How to calculate a moving average of a satellite time-series ?

The idea here is to compute a moving average already on the cloud (not locally) for S5P data.
Specific request/idea/comment: I thought about using apply_dimension() with filter_temporal() as below:

moving_average ← function(data, context) {
return(p$filter_temporal(data = data, dimension = “t”))
}

datacube = p$apply_dimension(process = moving_average,
data = datacube, dimension = “t”
)

the function “moving_average” is not working for apply dimension. Do you have any ideas on how to implement this (this or any
other way)?
The image from Edzer’s book is the main reference for that and it should help find a solution…

Thank you in advance

jeroen.dries · 8 July 2022 14:11

In theory, but probably not yet supported, the ‘apply_neighourhood’ process allows you to apply a function, like mean, to a spatiotemporal window that you can specify.
What time window would you like to apply it to?

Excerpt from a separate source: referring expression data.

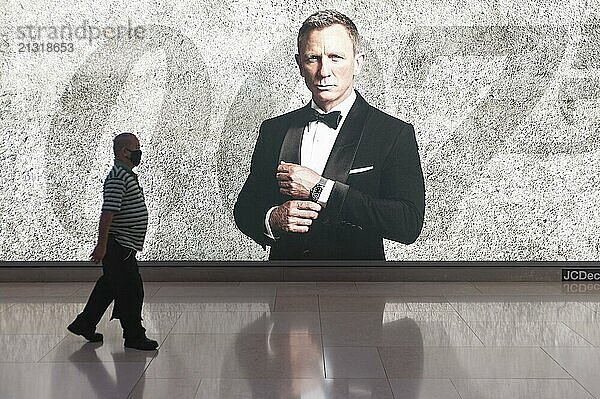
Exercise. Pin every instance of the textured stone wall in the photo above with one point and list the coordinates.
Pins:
(504, 96)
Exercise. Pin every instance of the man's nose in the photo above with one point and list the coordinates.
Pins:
(325, 67)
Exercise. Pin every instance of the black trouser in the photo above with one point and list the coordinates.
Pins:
(122, 283)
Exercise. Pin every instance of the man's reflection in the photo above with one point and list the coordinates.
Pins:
(295, 368)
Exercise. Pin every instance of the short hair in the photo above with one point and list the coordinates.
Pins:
(325, 18)
(121, 141)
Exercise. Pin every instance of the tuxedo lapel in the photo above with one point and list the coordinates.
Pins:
(292, 142)
(345, 146)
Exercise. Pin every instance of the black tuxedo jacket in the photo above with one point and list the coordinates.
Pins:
(378, 191)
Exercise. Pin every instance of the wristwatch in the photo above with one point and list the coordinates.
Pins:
(316, 191)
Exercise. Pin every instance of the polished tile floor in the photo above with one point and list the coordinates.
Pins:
(310, 341)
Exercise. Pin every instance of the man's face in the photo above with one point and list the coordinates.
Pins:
(328, 64)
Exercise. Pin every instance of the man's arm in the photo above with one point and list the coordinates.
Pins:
(396, 212)
(103, 227)
(260, 193)
(256, 197)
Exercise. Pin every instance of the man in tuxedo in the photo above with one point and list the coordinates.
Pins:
(330, 180)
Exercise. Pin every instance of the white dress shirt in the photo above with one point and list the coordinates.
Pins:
(317, 143)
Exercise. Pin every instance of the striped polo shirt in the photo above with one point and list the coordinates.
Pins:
(124, 196)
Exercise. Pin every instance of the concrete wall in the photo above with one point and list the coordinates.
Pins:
(504, 96)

https://processes.openeo.org/#apply_neighborhood

michele.claus · 8 July 2022 14:18

I also faced this issue some time ago, but didn’t come up with a solution! apply_kernel: apply along temporal dimension? · Issue #324 · Open-EO/openeo-processes · GitHub

huriel.reichel · 8 July 2022 14:20

Actually I’m develoing an RShiny application that calls openEO processes. The time window would be user defined, but in general monthly / 3 months, something like that.

huriel.reichel · 18 July 2022 13:01

I gave a look with Matthias at the apply_neighborhood, but the problem is that it expects a two dimensional datacube, so this would not work for time (moving average).

I tried here passing a reduce_dimension process, but I’m not sure what’s the proposal for one dimension.

process1 = function(data, context = NULL) {
reduce1 = p$reduce_dimension(data = data, dimension = “t”, reducer = mean)
reduce1
}
datacube = p$apply_neighborhood(data = datacube, size = list(list(
“dimension” = “t”, “value” = “P30D”)), process = process1)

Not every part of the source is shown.